Black Wine by Candas Jane Dorsey
Posted in Fantasy, Reading Reviewed, Science Fiction at 12:00 on 27 December 2020
Tor, 1997, 283 p.
On starting to read this I was quickly reminded of N K Jemisin’s The Fifth Season (which of course was published 11 years later.) We have three different narrative strands each with a female protagonist, obviously connected (but in what way not immediately apparent,) a recognisable world yet different from our own, possibly far in the future, featuring places with portentous names, Trader Town, the Fjord of Tears, the Remarkable Mountains, the Land of the Dark Isles, an unfamiliar social system – or systems, there are different polities here – to navigate. However, as it unfolded the resemblances diminished somewhat. In particular, the relationship between Jemisin’s strands was a more bravura writing accomplishment. But Black Wine is good all the same.
We start with the story of a woman, amnesiac as a result of falling from the sky, with another, mad, woman living in a cage in the courtyard outside. They live in a society – the Zone of Control – where a favour bestowed consequently imbues obligation. The mad woman had not received any such favour and so managed to live without the burden of repayment. The amnesiac, however, had, and so is a sexual slave to her master and the nurse who looked/looks after her. Here also, minor acts of defiance can lead to tongues being removed. The amnesiac forms a friendship with a male slave who has suffered from this. The tongueless have devised a sign language for themselves of which their owners are unaware.

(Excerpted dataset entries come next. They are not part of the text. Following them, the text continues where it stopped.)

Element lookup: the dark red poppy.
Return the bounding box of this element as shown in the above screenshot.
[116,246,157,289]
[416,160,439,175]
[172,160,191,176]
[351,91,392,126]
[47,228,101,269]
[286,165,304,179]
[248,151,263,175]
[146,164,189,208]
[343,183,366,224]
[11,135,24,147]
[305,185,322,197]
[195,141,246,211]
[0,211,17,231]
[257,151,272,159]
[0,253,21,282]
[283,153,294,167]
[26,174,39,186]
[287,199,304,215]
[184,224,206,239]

The resemblance of the amnesiac, whom we later find is named Essa, to the titular ruler – actual rule has been devolved to her son-in-law – of a different polity (as shown on its coins) is marked. When the mad woman finds Essa is going to voyage there she tells her to avoid the regent and certainly not to have sex with him. The female ruler is a cruel type, as is her son-in-law, and the connection between her, the madwoman and Essa is the motor of the plot.
The world Dorsey describes is a little strange. For the most part it appears to be without advanced technology – though it does have airships (from which you can fall from the clouds) – a lot of the travelling involved seems to be on foot, but at one point one of the characters decides she wishes to get somewhere faster and a quicker transit system is utilised.
A touch of fantasy arrives with the Carrier of Spirits, who imbibes the memories of everyone who dies. (She carries Essa’s pre-amnesia existence, but not of course those gained after the fall.) Essa’s relationship with the muted slave allows Dorsey to comment on the nuances of free will and the dependence of the exercise of it on social status.
Observations such as, “‘Look. I am this stone. I have been tumbled and moved, and it has all shaped me,’” are as much an expression of the universal as an outcrop of the story being told. Occasionally the text comments on itself or the writing process, (or perhaps reader expectations,) as in, “‘The mad king is a trope of literature and myth.’”
Black Wine is the first Dorsey novel I have read. It is less opaque than some of her short stories and encouraged me to look for more.
Pedant’s corner:- “the effect was shouting underwater” (was of shouting underwater,) a missing comma before a piece of direct speech, “none of them were done” (none … was done,) “a deep courtesy” (curtsy,) “any of them even know it” (any of them even knows it,) connexion (Ugh! Several times; connection.)